In de wetenschapsbijlage van NRC-next (26 februari 2011) schrijft Robbert Dijkgraaf over een vergelijkbaar fenomeen. Hij noemt het de Tweede hoofdwet van Globalisering. Doordat markten steeds meer met elkaar in verbinding staan, neemt de diversiteit aan goederen en diensten af. Zo wordt jaarlijks 100 miljard liter Coca Cola gedronken en zagen 3 miljard mensen de film Avatar. Door de globalisering wordt het bereik en het marktaandeel van deze mainstream producten alleen nog maar groter.
De tweede hoofdwet van globalisering is afgeleid van de tweede hoofdwet van de thermodynamica. Deze wet zegt onder andere dat het minder energie kost om water met zand te mengen tot modder, dan modder te scheiden in water en zand. Daarmee ontstaat het inzicht dat de weg van diversiteit naar uniformiteit een eenrichtingsweg is. Om vanuit een uniformiteit weer terug te gaan naar diversiteit is veel moeilijker.

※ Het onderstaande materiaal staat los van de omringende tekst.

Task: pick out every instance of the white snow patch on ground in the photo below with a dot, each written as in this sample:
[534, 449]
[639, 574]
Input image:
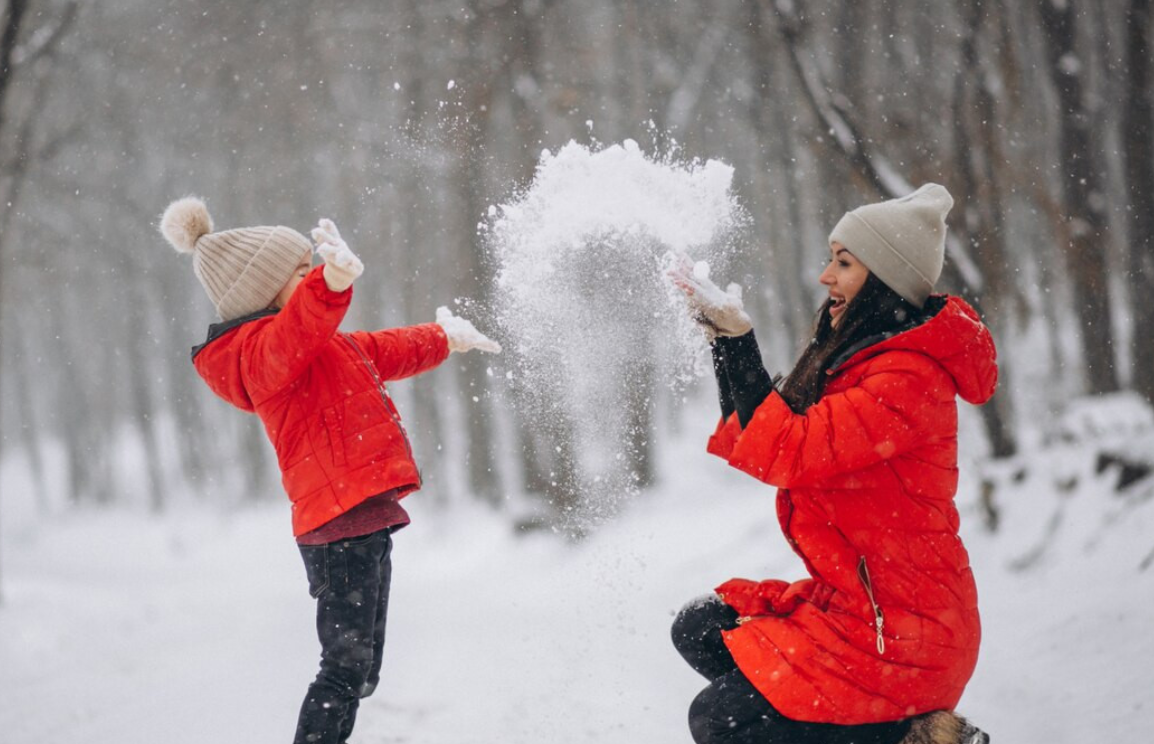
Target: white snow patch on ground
[195, 628]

Gelukkig hebben we altijd Darwin nog. Ook hij zag in dat door het principe van survival of the fittest de diversiteit afnam. Als het hebben van een lange nek voordeel biedt, zullen er op den duur uitsluitend nog giraffen met een lange nek zijn. Tenminste, zolang er een vrije uitwisseling van genen binnen de groep is. Wanneer de groep in tweeën wordt gedeeld (bijvoorbeeld door het ontstaan van een natuurlijke grens), zullen de twee groepen wel van elkaar kunnen verschillen.
Door de introductie van intranetten en 2.0-technologieën zijn de grenzen binnen organisaties vervaagd. Kennis en informatie is veel breder toegankelijk en wordt veel vaker gedeeld. Verschillende groepen staan met elkaar in verbinding, waardoor de diversiteit van uit zich zelf afneemt. Maar organisaties hebben juist diversiteit nodig om steeds sneller te reageren op nieuwe ontwikkelingen en om steeds sneller met innovaties te komen.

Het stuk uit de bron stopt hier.